Signe ( Kristine Kujath Thorp), l’héroïne de Sick of myself, qui en vient à se défigurer pour attirer l’attention, s’abime dans une fatale rêverie de reconnaissance. Sa quête mégalomane suscite l’antipathie. Rien de tel avec Paul Matthews (Nicolas Cage), le héros de Dream Scenario, dont l’argument de départ est une très belle idée: ce professeur d’université sans envergure et frustré vit une véritable épiphanie dès lors qu’il commence à apparaître dans les rêves de son entourage, de ses étudiants puis, semble-t-il, du monde entier.

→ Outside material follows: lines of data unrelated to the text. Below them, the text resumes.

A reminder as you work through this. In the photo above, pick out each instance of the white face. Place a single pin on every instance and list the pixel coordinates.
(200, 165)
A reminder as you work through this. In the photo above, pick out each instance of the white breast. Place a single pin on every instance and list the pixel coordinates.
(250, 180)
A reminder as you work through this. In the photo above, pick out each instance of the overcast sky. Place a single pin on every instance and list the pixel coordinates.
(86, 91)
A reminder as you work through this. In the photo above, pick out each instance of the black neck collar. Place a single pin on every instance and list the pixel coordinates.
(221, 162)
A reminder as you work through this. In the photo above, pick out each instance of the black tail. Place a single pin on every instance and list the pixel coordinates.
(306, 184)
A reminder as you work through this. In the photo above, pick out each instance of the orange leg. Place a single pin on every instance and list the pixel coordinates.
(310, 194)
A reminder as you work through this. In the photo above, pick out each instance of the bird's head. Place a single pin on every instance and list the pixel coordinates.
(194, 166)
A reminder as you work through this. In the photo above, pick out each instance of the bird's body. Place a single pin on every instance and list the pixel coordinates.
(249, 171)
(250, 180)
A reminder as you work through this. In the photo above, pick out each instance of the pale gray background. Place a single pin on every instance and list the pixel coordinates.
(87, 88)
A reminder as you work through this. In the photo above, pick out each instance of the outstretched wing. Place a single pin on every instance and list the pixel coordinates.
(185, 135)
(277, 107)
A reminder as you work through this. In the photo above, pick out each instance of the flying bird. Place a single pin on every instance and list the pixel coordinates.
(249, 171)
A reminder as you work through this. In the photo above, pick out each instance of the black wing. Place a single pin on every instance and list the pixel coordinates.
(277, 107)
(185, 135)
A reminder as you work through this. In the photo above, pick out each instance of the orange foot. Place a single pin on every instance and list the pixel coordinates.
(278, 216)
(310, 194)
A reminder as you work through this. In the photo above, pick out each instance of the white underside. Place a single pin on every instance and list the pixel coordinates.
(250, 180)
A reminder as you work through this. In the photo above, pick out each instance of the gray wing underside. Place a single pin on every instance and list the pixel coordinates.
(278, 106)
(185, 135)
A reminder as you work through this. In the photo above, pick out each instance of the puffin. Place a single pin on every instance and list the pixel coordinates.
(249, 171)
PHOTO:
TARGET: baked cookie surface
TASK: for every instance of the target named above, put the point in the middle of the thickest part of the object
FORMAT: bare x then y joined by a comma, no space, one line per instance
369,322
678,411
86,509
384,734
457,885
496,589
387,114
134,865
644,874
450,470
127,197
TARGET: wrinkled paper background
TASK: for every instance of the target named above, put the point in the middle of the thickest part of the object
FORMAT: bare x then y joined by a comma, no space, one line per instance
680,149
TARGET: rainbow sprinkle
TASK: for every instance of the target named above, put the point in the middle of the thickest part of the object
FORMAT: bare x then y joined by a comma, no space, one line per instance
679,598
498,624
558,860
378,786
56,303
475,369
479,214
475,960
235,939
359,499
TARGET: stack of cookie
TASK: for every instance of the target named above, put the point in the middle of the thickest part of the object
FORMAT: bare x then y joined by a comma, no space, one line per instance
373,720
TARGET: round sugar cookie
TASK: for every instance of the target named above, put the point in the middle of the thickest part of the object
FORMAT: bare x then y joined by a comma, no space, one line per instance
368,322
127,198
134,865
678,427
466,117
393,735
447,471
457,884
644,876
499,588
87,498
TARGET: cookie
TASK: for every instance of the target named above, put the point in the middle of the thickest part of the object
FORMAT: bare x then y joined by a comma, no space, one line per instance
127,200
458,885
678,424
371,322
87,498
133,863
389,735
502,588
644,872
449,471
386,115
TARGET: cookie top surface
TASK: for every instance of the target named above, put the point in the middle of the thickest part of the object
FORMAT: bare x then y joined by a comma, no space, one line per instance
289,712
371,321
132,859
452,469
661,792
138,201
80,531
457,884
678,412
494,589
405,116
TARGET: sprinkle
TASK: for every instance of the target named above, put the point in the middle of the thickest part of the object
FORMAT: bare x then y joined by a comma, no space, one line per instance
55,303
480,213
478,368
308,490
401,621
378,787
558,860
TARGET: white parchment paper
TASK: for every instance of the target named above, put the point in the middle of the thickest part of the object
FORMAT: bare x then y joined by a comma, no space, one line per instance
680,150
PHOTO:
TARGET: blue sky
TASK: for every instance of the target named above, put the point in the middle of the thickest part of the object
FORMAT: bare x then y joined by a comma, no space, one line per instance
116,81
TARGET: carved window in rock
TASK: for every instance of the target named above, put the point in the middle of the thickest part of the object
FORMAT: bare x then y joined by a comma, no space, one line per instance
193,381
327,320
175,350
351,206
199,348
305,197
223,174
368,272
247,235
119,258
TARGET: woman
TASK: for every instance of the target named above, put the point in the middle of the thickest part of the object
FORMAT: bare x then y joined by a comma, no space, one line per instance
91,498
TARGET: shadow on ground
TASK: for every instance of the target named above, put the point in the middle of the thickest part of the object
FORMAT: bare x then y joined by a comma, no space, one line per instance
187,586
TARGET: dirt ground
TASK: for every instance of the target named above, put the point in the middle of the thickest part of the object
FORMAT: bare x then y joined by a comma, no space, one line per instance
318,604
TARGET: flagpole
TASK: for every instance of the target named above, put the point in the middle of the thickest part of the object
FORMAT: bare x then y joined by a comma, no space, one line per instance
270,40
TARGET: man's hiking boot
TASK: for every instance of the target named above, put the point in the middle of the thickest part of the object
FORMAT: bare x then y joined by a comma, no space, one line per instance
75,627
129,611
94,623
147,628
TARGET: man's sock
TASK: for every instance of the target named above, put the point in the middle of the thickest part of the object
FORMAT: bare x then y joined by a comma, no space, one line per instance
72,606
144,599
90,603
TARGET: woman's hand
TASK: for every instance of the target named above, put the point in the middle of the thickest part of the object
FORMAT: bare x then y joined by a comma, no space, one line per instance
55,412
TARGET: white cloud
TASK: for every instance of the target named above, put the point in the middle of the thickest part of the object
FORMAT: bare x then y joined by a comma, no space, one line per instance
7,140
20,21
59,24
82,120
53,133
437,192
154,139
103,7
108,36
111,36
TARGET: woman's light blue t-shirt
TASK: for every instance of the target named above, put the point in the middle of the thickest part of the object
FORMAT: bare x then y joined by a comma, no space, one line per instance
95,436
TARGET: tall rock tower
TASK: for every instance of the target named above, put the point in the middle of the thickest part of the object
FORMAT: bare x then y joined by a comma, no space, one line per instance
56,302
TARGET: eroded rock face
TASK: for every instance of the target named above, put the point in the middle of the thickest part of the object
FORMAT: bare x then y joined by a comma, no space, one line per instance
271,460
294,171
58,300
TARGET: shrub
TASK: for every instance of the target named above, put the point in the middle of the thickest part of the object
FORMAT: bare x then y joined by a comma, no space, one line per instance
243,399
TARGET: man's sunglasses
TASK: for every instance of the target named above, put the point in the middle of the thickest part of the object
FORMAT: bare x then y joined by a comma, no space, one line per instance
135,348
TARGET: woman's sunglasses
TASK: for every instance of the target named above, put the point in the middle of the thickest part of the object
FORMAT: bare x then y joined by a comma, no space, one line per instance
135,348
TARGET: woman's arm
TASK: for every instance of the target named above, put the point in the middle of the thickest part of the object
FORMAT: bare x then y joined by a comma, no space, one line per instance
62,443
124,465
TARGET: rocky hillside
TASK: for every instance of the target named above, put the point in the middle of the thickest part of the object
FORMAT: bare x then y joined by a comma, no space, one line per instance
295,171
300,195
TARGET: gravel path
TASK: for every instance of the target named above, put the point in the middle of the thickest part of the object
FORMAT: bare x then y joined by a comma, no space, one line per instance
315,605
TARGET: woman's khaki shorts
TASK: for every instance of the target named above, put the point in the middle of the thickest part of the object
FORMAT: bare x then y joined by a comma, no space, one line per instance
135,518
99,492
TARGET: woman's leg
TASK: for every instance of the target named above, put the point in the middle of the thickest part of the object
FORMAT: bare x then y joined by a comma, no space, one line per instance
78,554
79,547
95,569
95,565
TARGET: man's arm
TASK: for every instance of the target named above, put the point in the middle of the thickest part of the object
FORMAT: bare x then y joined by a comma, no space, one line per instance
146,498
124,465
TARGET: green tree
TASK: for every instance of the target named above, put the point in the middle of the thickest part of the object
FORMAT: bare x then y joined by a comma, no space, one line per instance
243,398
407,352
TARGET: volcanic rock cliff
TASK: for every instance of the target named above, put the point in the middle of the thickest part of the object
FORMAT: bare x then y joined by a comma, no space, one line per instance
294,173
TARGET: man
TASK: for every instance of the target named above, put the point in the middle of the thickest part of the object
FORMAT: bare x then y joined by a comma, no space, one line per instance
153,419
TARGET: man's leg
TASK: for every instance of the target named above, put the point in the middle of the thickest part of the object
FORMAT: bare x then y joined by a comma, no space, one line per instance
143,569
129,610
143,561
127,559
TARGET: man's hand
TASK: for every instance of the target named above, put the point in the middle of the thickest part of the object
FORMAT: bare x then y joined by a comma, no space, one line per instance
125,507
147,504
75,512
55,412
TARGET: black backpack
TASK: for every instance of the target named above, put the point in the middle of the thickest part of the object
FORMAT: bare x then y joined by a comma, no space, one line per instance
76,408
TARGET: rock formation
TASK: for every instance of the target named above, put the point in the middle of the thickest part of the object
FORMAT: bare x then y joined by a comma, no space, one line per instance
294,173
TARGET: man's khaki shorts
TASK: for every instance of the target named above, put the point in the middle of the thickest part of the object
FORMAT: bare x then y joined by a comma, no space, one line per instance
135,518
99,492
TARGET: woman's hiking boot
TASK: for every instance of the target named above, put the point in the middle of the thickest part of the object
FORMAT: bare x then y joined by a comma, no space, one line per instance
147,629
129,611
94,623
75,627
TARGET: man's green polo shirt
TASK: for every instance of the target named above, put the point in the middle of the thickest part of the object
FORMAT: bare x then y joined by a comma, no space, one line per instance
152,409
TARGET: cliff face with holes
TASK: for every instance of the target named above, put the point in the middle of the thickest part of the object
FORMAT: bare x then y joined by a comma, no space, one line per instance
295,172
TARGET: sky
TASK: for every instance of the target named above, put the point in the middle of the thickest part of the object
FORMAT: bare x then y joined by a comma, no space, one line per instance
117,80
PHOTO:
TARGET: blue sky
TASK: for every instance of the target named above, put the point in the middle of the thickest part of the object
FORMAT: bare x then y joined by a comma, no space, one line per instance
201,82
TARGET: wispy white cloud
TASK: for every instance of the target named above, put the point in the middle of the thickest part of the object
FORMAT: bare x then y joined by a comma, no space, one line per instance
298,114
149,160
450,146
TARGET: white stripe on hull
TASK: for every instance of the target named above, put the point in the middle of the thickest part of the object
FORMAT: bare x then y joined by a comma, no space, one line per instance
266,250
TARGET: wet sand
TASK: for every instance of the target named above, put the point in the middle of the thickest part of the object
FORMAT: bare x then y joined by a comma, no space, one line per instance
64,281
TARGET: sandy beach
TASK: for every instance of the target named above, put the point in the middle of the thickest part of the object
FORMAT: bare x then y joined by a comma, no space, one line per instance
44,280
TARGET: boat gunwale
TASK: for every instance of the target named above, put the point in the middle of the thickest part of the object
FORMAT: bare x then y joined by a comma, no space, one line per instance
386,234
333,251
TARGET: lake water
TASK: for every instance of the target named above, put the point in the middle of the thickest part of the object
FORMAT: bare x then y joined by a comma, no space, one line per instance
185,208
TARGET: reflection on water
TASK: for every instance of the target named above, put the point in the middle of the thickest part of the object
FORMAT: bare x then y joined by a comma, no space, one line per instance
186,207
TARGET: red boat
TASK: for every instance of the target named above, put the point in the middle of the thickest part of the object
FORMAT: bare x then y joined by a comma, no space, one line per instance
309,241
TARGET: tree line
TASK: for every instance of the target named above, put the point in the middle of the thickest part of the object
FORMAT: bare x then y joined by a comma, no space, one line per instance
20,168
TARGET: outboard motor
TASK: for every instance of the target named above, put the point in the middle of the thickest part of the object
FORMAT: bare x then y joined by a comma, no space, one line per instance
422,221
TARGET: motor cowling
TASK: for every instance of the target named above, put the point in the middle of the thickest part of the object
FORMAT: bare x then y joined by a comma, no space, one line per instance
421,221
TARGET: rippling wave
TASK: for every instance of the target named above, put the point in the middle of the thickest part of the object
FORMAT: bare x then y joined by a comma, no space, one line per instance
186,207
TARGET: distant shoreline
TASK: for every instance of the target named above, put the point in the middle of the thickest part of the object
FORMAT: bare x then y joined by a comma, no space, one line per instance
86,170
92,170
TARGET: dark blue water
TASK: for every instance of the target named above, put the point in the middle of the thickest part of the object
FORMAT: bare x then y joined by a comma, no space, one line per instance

Bien qu’il reste toujours passif dans ces séquences oniriques, il devient rapidement la coqueluche des réseaux sociaux. Les étudiants affluent à nouveau dans ses cours; ses filles (Lily Bird et Jessica Clement) et sa femme (Julianne Nicholson, dont on regrette que le personnage ne sit pas plus consistant) profitent par procuration de cette visibilité inattendue. La Signe de Sick of Myself est une Merteuil du pauvre, dont la défiguration finale révèle la monstruosité aux yeux de tous; Matthews est un loser plutôt sympathique à qui est offerte une jubilatoire session de rattrapage onirique… jusqu’à ce que son avatar se mette à commettre des actes terrifiants et qu’il devienne un cauchemar universel. Lui qui « n’a rien fait » – rien fait de sa vie qui mérite une quelconque mise en lumière; rien fait d’assez grave pour mériter l’opprobre- se retrouve mis au ban de la petite société dont il était devenu pour un temps le héros improbable. La cancel culture sévit dans son université: on lui demande de se retirer pour ne pas ajouter au « trauma » de ses étudiants; sa femme le quitte; ses filles s’éloignent.
Deux belles scènes d’envol encadrent le film. La première signale de façon fracassante l’entrée dans une réalité parallèle; la seconde montre Paul, affublé d’un costume trop grand, s’élever dans les airs alors qu’il rêve de tendres retrouvailles avec son épouse : il s’est mué un ballon de baudruche; sa vanité a définitivement rendu étranger au monde.
Entre ces deux moments, le film tend cependant à s’épuiser. La verve comique du début le cède progressivement à un discours redondant, manquant parfois de subtilité. L’alternance de scènes réelles/ rêvées, avec son lot de contre-plongées et de cuts brutaux, tourne au procédé. Et Borgi veut trop embrasser. Les moments où il caricature les agences de pub ou la culture française ne sont pas les plus réussis. L’invention par une start up d’un bracelet capable de moduler les rêves occupe trop longuement la fin du film, dont la première partie truculente emportait bien davantage. La promesse initiale n’est pas totalement tenue.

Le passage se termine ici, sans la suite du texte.